Он приехал навестить меня. От неожиданности я смутился и неловко поцеловал его. Он тепло обнял меня и сразу прошел в комнату, где нас ждала грустно молчащая Фея.
– Ага, значит, стал девиц приводить, – с горькой усмешкой обернулся на меня отец. – И пить уже стал, как взрослый.
Он заметил пустую бутылку из-под коньяка, оставшуюся после писателя Петрова на подоконнике.
– Ну, подожди, – возмущенно прошептал я, – ну, не надо так со мною разговаривать! Я уже работаю и отношусь к жизни гораздо серьезнее, чем ты думаешь!
– Сопляк! Я высылаю тебе деньги на обучение, а ты уже неделю как не ходишь на занятия!
Отец кричал на меня, распаляясь все больше…
Плачущая Фея отвернулась к окошку и затаилась, как притихшая мышь. Даже Аристотель от отцовского крика спрятался под диван. Я стоял перед отцом и как ребенок, и как взрослый, и я не знал, как донести до него смысл моей странной и противоречащей всему жизни.
– Я люблю ее, понимаешь, – прошептал я, а по глазам моим лились слезы.
Отец задумался и потом взял меня за руку и сказал: «Пойдем!»
А Фее он сказал:
– Вы меня извините, но нам с ним надо поговорить, мы выйдем на улицу, и он меня проводит на поезд.
Всю дорогу я рассказывал ему про свою жизнь, а он с озабоченным видом слушал меня.
Люди проходили мимо как сомнамбулы. Опять шел дождь.
Он словно помогал мне думать и говорить. Капли, как слова, отчаянно падали в землю. Потом мы пришли на вокзал, отец со мной подошел к своему вагону.
Он меня на прощанье обнял, а я крикнул в уже отъезжающий поезд. Я еще долго бежал по лужам за ним.
Плакал, как ребенок, и на его глазах тоже видел свои младенческие слезы.
Он махал мне рукой. Так птица машет крылом на прощанье с землей. Фея встретила меня задумчивым поцелуем.
На следующий день я пошел учиться… Иногда мне казалось, что я делаю это ради своего отца, хотя на самом деле это он ради меня приезжал сюда и просил не бросать университет.

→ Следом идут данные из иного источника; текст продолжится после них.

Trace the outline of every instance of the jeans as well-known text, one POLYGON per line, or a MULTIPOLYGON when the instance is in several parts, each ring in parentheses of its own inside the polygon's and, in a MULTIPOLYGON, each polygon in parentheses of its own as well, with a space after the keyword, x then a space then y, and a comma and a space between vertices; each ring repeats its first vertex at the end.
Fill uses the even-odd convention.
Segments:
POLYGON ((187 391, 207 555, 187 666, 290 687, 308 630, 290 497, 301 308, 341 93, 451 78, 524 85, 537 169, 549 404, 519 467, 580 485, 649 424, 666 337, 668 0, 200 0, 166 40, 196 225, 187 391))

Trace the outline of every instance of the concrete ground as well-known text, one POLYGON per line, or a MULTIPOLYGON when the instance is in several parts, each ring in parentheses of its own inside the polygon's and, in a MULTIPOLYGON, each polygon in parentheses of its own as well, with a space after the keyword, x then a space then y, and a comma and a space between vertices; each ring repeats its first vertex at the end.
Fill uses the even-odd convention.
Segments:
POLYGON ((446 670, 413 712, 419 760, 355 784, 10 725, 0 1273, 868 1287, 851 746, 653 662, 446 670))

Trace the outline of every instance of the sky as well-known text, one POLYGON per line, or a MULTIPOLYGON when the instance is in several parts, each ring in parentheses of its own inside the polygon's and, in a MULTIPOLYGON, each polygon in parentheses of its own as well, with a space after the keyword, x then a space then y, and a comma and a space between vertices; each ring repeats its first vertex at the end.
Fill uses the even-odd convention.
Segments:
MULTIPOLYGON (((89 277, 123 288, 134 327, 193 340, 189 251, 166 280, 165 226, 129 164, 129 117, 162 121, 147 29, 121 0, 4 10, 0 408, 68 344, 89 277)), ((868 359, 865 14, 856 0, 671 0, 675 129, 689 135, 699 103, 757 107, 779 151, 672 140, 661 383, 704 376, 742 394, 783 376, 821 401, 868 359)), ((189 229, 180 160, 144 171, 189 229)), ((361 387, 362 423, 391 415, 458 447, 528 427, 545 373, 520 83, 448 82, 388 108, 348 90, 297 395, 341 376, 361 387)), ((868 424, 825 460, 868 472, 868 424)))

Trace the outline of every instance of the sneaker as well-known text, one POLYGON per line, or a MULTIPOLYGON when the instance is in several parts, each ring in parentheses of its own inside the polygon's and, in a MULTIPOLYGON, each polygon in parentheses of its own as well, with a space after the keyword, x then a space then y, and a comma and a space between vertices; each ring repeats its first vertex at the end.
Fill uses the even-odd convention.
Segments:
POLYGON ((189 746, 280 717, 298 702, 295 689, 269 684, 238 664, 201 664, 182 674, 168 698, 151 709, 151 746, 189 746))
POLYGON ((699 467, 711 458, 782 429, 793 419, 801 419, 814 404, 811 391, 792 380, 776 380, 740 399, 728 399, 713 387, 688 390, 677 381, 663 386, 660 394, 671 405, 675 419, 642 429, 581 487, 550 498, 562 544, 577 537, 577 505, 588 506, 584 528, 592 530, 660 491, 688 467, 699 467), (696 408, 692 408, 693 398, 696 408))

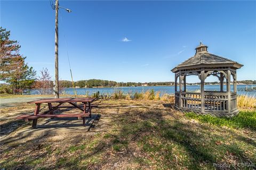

Кстати, он так и не заметил моей перебинтованной шеи.
Так иногда один вопрос заслоняет другой, так моя учеба и Фея укрыли от глаз моего отца еще одну коварную случайность. Впрочем, он так давно меня не видел и так напряженно вглядывался в мои глаза, что некоторые детали просто исчезали в распахнутой пропасти нашей Вселенной…
Как ни странно, но Фее понравился мой отец, даже несмотря на его гнев и едва прикрытое чувство горькой иронии, даже презрение к нам.
Вместе с тем, и через его обеспокоенный крик светилась и проглядывалась любовь. Чтобы в себе таить сочувствие с предчувствием.
Может, я и не знал, что он думал в ту минуту, но видел и чувствовал, как он любит меня. Как он становится для меня живою легендою.
Как эхо извинения перед Феей просил прощения он за то, что был отцом, и за любовь свою, поскольку мудро чуял, как заблуждается душа в своей любви. И как пугается в себе существованья…
Именно поэтому Фея полюбила моего отца, и он помог ей простить его.
Я прихожу на учебу с перевязанным горлом, как недоделанный со сломанной гильотины. И сразу же встречаю любопытные взгляды, иногда даже смех и шуточки. Федор Аристархович тут же уводит меня в курилку и спрашивает, что случилось?
– Только между нами, – шепчу я ему на ухо, – то очень крепко вчера выпил!
– И что, с кем-то подрался?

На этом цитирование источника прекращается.